EV charging for long trips in rural areas has a long row to hoe. Lines can be hours long in blizzard conditions while the heater drains your battery. Same for driving with oven mitts in desert regions of AZ & NM as the air conditioner battles the heat with its remaining kWh.
Adding a major traffic tie up to the above, I’d much rather be idling comfortably in my petro vehicle.
The kW draw to heat and cool a cabin has to be a fingernail of that for propulsion. What is the kW rating of the average alternator after all? As for over mitt territory, my last experience there was in a Plymouth Grand Voyager whose ICE engine suddenly started refusing to drive uphill while the AC was on, turning our return from Vegas to Cali into a hot-and-cold-running thermal waterboarding through the Valley Wells, so it’s not as if petro provides complete immunity.
For long distance EV drivers always go with the larger battery option–especially if HVAC loads are in high demand. Also don’t buy an EV unless it has a V2L (vehicle-to-load) option–can help in emergencies and also supply another EV if necessary.
Wish list to EV car makers:
*Bigger Batteries with more V2L options
*VIPs and VIGs (Vacuum insulated panels, Vacuum insulated glass) for car insulation. This will GREATLY reduce the heating & cooling requirements…thus better vehicle range.
Jim, Vacuum pressure is -14.7 lbs/sq-inch. That would collapse sandwiched door and roof panes and break glass sheets with tons of forcce.
Just a 2×6 ft windshield: (24″ x 72″ x 14.7 lb/sq-in/2,000-lb/ton = 12.7 tons of force. So many low conductivity spacers would be required to maintain a vacuum gap, and they’d impair vision.

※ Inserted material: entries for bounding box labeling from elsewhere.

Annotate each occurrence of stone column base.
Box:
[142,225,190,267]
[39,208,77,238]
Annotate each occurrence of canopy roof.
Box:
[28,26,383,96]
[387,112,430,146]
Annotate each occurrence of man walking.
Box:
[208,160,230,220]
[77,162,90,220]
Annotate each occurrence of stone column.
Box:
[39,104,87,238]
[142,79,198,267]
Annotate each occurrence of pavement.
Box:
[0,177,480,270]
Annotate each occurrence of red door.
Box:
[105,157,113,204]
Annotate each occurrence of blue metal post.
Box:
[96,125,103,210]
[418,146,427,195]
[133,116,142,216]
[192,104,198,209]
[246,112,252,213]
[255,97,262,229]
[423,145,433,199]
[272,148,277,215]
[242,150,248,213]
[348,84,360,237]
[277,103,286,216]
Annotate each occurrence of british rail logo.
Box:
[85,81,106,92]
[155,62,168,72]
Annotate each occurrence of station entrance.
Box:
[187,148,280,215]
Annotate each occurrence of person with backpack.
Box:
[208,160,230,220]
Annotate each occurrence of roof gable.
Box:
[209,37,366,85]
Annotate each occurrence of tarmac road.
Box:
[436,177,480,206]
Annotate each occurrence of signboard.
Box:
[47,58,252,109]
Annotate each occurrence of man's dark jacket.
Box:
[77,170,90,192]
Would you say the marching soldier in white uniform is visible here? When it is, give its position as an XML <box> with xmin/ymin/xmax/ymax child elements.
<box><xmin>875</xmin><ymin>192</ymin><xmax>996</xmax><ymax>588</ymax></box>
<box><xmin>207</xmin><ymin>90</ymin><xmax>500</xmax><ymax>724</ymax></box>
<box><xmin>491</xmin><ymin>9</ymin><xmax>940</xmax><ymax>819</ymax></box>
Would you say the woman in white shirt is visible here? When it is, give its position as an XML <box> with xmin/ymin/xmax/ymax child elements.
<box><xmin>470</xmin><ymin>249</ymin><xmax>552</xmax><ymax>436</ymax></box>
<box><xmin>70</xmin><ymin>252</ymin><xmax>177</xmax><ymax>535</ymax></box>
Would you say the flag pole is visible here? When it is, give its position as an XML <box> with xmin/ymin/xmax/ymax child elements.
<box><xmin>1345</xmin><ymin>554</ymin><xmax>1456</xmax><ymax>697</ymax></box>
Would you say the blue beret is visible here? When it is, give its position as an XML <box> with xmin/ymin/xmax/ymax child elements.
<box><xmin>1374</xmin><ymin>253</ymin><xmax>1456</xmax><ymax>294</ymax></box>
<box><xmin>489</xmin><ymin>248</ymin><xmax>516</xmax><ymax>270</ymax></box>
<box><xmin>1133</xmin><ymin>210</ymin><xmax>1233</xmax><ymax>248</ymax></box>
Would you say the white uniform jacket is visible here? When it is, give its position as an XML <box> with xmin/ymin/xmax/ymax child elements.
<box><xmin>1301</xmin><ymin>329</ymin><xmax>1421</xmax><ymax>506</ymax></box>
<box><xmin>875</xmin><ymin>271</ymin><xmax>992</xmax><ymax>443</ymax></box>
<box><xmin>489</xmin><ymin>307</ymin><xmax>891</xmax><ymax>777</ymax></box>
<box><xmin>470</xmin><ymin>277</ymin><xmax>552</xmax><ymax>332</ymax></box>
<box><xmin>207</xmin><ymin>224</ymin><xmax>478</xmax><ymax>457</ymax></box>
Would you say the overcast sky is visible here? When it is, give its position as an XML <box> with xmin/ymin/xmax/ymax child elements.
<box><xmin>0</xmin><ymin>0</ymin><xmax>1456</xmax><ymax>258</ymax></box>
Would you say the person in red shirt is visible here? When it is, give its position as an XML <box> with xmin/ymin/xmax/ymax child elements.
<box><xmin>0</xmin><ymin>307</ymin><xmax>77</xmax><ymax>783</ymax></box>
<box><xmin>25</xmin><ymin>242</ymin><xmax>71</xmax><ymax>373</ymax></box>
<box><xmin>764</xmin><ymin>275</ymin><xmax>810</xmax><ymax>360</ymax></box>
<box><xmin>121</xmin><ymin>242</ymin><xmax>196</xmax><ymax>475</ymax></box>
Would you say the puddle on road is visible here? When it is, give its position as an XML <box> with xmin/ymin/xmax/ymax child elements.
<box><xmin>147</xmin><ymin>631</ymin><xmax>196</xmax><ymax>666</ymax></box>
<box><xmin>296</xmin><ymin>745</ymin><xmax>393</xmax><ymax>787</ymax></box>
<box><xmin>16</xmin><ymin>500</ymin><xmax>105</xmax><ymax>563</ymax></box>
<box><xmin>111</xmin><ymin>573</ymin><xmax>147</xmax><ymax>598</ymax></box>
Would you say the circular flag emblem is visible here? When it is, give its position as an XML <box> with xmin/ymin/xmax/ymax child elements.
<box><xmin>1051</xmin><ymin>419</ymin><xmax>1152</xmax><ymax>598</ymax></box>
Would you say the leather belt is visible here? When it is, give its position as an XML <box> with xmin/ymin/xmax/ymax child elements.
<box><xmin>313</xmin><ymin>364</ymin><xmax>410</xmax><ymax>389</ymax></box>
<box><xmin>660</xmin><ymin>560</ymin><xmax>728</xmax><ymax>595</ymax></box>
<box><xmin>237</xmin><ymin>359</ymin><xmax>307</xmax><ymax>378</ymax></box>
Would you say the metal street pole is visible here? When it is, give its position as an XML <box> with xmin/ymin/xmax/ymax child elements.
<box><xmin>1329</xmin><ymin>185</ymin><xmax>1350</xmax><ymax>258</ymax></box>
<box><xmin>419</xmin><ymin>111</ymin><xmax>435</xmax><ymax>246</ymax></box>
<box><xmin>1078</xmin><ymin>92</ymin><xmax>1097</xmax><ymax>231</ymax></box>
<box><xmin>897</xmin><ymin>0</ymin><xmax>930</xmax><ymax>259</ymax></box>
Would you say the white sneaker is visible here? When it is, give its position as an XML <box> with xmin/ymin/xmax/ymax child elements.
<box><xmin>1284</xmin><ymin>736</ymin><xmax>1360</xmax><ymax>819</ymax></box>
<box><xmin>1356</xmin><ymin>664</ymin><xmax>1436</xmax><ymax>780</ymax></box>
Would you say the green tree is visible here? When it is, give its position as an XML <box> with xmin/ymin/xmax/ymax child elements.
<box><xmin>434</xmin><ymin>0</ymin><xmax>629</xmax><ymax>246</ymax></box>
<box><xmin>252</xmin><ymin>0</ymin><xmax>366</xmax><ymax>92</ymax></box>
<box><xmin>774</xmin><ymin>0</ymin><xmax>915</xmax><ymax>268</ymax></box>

Glass transmits light gaining solar heat and losing heat at night through radiation like windows in your home.
Insullating like a 4-wheeled YETI would require 3 inch thick polyurethane foam and low conductivity plastic instead of metal panels. Then collision protection is compromised.
YETI coolers are heavy and $$$$. EVs are already 750-lbs on average heavier than cars they replace.
Perhaps a tow-behind battery pack on a two point hitch with a swivel wheel would be the more economic way to extend range. I had a trailer like that years ago. Could easily carry 500 lbs with a 14″ tire. No problem backing up, unlike a one point hitch.
Could become a towable Hertz Rent a Battery you exchange with a fully charged one in the time it would take to fill up your tank might be the way to go.
Or a couple of hang on battery packs for the roof and hatch back like kayaks and bikes.
But you could be looking at 1,000 to 2,000 lbs of batteries like those in the Tesla-3 or Y models, but not double their range after added weight is factored in.
Dave, You need to do some googling on VIPs and VIGs….the tech is already out there…and the panels are not metal (usually mylar sealed). This is how a small snowman was shipped (in lightweight/VIP packaging) from Japan to the middle east…without melting.
Cool…thx.
Imagine Te$$$la could incorporate VIP & curved VIG from China and the price would only go up another $10k or $20k. 😜
VIG’s will certainly be a challenge–probably only feasible on smaller/side windows. VIPs have been around for awhile–surprised that Battelle/PNNL haven’t researched methods to make this simple idea much cheaper. VIPs currently have an R value of about 25 (per inch). Imagine the worldwide reduction in energy use…if these could be cheaply produced and used (Buildings, boilers, appliances, cars…and even YETI coolers).